Growing up across the street from a cornfield and a horse
farm in rural Illinois meant that as a child my interactions with races outside
of my own were limited. My five closets
friends, many who I met in high school (which was surrounded by cornfields) are
white as well. I grew up in a highly
racially segregated community with maybe 2 to 3 percent of my high school’s
students being minorities. Bonilla-Silva
dives into the concept of racial progressiveness in Detroit, which ultimately results
in white women from the working class to be the most racially progressive
demographic. This data originates from
fifteen years ago, and a new Reuters/Ipsos poll surveyed over four thousand Americans
to see how racially diverse American’s acquaintances (coworkers, friends, relatives)
are.
The results of the poll were that “30 percent of Americans
are not mixing with others of a different race” (Dunsmuir) and
that about 40 percent of white Americans were not mixing with others of a
different race. One of the people who were
polled, Kevin Shaw, may fit into Bonilla-Silva’s descriptions of someone who is
racially progressive. Shaw, who is
white, grew up in downtown Kansas City, Missouri and attended a high
school where he was in the minority. He
met his wife in high school, who is a Hispanic.
Shaw shares some of the same traits as the women who Bonilla-Silva identified
as racially progressive. Though Shaw’s
comments were not published at great length, he commented that (when his
neighbors asked if his mother-in-law was his maid) that “it was just a matter
of ignorance," and “a lot of it comes down to where you grow up” (Dunsmuir).
The poll found that “as a group, Pacific states - including
California, the most populous in the nation - are the most diverse when it
comes to love and friendship.

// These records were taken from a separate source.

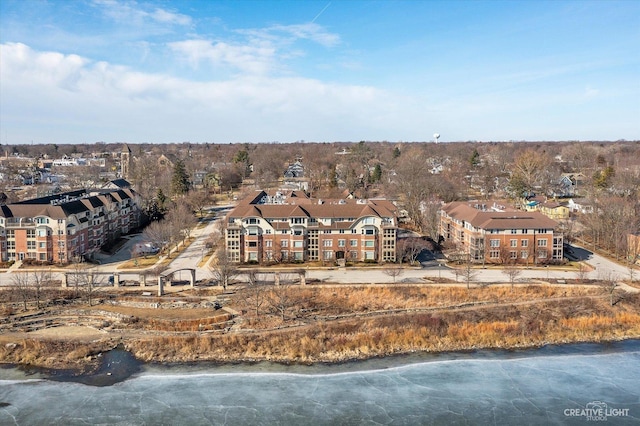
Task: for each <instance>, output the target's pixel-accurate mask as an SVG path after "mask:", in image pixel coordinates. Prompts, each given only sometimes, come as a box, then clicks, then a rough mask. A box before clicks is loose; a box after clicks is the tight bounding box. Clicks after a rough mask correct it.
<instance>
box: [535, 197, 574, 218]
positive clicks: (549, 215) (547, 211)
mask: <svg viewBox="0 0 640 426" xmlns="http://www.w3.org/2000/svg"><path fill="white" fill-rule="evenodd" d="M538 211H539V212H540V213H542V214H543V215H545V216H547V217H548V218H551V219H553V220H566V219H569V207H567V206H564V205H562V204H560V203H558V202H555V201H546V202H544V203H541V204H540V205H539V206H538Z"/></svg>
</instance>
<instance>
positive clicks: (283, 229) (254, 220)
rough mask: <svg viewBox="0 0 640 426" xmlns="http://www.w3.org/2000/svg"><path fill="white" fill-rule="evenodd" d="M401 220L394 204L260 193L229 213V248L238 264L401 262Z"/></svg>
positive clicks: (298, 191) (383, 202)
mask: <svg viewBox="0 0 640 426" xmlns="http://www.w3.org/2000/svg"><path fill="white" fill-rule="evenodd" d="M397 222H398V221H397V208H396V207H395V206H394V205H393V203H391V202H390V201H388V200H383V199H379V200H373V199H369V200H345V199H331V200H321V199H313V198H309V197H308V195H307V194H306V193H305V192H303V191H292V192H289V193H283V192H266V191H258V192H257V194H256V195H254V196H250V197H248V198H246V199H244V200H243V201H241V202H240V203H239V204H238V206H236V207H235V208H234V209H233V210H232V211H231V212H229V214H228V215H227V217H226V225H227V226H226V231H225V244H226V250H227V254H228V256H229V257H230V258H231V259H232V260H233V261H235V262H259V263H262V262H286V261H294V262H306V261H320V260H323V261H332V262H333V261H336V260H341V259H344V260H345V261H347V260H348V261H358V262H362V261H371V262H395V260H396V234H397Z"/></svg>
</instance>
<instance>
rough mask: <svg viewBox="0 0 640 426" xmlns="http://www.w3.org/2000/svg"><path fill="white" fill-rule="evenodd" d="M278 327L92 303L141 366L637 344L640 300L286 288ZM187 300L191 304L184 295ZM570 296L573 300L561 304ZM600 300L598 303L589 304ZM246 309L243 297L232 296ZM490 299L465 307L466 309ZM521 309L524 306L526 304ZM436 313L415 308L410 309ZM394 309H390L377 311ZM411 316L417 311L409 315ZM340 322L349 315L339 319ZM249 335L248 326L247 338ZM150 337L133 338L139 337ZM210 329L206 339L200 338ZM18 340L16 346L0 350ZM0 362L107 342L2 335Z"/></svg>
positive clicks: (56, 355) (76, 349)
mask: <svg viewBox="0 0 640 426" xmlns="http://www.w3.org/2000/svg"><path fill="white" fill-rule="evenodd" d="M289 290H290V296H291V306H290V311H289V312H288V315H287V318H286V320H285V322H284V323H283V322H282V320H281V317H280V315H279V313H278V312H275V311H273V310H272V309H269V308H268V307H267V306H263V308H262V312H261V314H260V315H259V316H255V315H254V314H253V313H252V311H251V310H250V309H247V310H246V312H245V313H244V314H243V315H242V320H243V322H242V323H238V322H237V321H238V320H239V319H238V318H236V324H237V325H236V328H237V327H238V326H240V325H241V326H242V328H243V329H244V331H243V329H238V332H233V333H226V332H221V331H220V329H221V328H223V327H226V326H227V324H228V323H226V321H227V320H229V319H230V318H231V317H230V315H228V314H225V313H222V312H221V311H213V310H211V309H201V308H194V309H139V308H124V307H116V306H99V307H98V308H97V309H101V310H110V311H112V312H118V313H121V314H126V315H130V316H133V317H134V318H133V320H131V321H130V323H129V324H128V325H125V326H126V327H128V328H130V329H131V331H132V333H131V335H130V336H131V337H130V338H126V334H125V341H124V343H125V346H126V347H127V349H129V350H131V351H132V352H133V353H134V355H135V356H136V357H138V358H139V359H141V360H145V361H158V362H162V361H173V362H184V361H193V360H215V361H238V360H271V361H280V362H305V363H308V362H318V361H327V362H332V361H345V360H350V359H363V358H367V357H373V356H384V355H390V354H397V353H408V352H413V351H452V350H467V349H477V348H508V347H531V346H537V345H542V344H546V343H568V342H580V341H602V340H617V339H622V338H639V337H640V295H630V294H627V295H626V296H625V298H624V299H623V300H622V301H621V302H619V303H618V304H616V306H613V307H612V306H610V305H609V303H608V298H607V297H606V296H604V297H602V293H601V289H599V288H595V287H589V288H579V287H562V288H560V287H552V286H526V287H516V289H515V290H514V291H511V288H509V287H488V288H482V289H474V290H471V291H469V290H467V289H465V288H459V287H431V286H422V287H420V286H398V287H396V286H388V287H384V286H373V287H360V288H347V287H336V288H319V287H292V288H290V289H289ZM191 294H192V297H196V296H195V294H194V293H191ZM564 296H571V297H572V298H570V299H567V298H563V297H564ZM594 296H598V297H594ZM229 297H230V302H229V303H230V304H231V306H233V307H236V308H238V309H239V310H241V309H244V308H243V307H246V306H245V305H243V302H242V301H243V300H245V299H246V293H243V292H239V293H237V294H235V295H229ZM478 301H479V302H483V301H489V302H497V304H496V303H491V304H485V305H476V306H467V305H466V304H468V303H470V302H478ZM523 302H524V303H523ZM430 307H431V308H437V309H435V310H432V311H428V312H425V311H415V309H416V308H430ZM383 310H394V311H392V312H389V311H387V312H375V313H373V314H372V311H383ZM411 310H414V311H411ZM345 315H347V316H345ZM249 329H253V331H250V330H249ZM140 330H146V332H147V333H148V332H149V331H151V332H153V333H155V334H157V335H156V336H153V337H140V333H136V331H140ZM203 332H207V333H203ZM5 342H6V343H9V342H15V343H17V345H16V346H15V347H13V345H6V344H4V343H5ZM0 343H2V345H0V359H1V360H3V361H5V362H16V363H22V364H36V365H52V364H56V363H58V364H61V363H62V364H64V363H66V364H67V365H81V364H82V363H83V362H84V363H86V362H88V361H87V360H88V359H90V358H91V357H92V354H94V353H96V351H99V350H103V349H104V348H105V347H107V346H108V345H109V344H112V345H113V342H109V340H108V339H107V340H104V341H102V342H97V343H96V342H93V343H88V344H85V345H82V344H79V343H77V342H75V343H72V342H66V343H65V342H53V341H48V340H34V339H23V340H7V338H6V336H0Z"/></svg>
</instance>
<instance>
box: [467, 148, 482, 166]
mask: <svg viewBox="0 0 640 426" xmlns="http://www.w3.org/2000/svg"><path fill="white" fill-rule="evenodd" d="M469 163H471V167H477V166H479V165H480V154H479V153H478V150H477V149H474V150H473V153H472V154H471V158H470V159H469Z"/></svg>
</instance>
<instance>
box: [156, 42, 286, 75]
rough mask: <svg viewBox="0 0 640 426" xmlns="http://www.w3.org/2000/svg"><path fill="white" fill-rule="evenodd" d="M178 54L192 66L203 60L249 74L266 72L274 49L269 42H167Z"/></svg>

By contrast, the South has the lowest percentage
of people with more than five acquaintances from races that don't reflect their
own” (Dunsmuir). Author of Some of My Best Friends Are Black: The Strange
Story of Integration in America Tanner Colby, who grew up in
Birmingham, Alabama, was surprised that the 40 percent of whites who didn’t mix
with others outside of their race wasn’t higher. Colby set out to write a book that explained
why he didn’t have any black friends growing up, or even as a young adult,
despite his eagerness to vote for Barack Obama.
Integration in the South, Colby argues, almost only occurred when initiated
by blacks or when busing which “treated the issue of integration as
a largely mathematical one” (Demby). Like Shaw, Colby came to the conclusion
that “most people's social circles become entrenched as they get older; if you
don't have friends of a different race by the time you're settling down, you're
not likely to have many opportunities to make any” (Demby).
While these poll numbers might seem daunting, the Reuters/Ipsos
poll showed that not all hope was lost. Younger
Americans, as a population, are more likely to have interactions with people of
a different race. “About one third of
Americans under the age of 30 who have a partner or spouse are in a
relationship with someone of a different race, compared to one tenth of
Americans over 30. And only one in 10 adults under 30 say no one among their
families, friends or coworkers is of a different race, less than half the rate
for Americans as a whole” (Dunsmuir). While interviewing people for his book, Colby
said that the biggest issue for people, no matter their race was “comfort” (Demby). If people are willing to reach across the
racial lines running through America, despite it being uncomfortable,
friendships and relationships can be formed that might make the generation
after us Millennials to be even more racially progressive.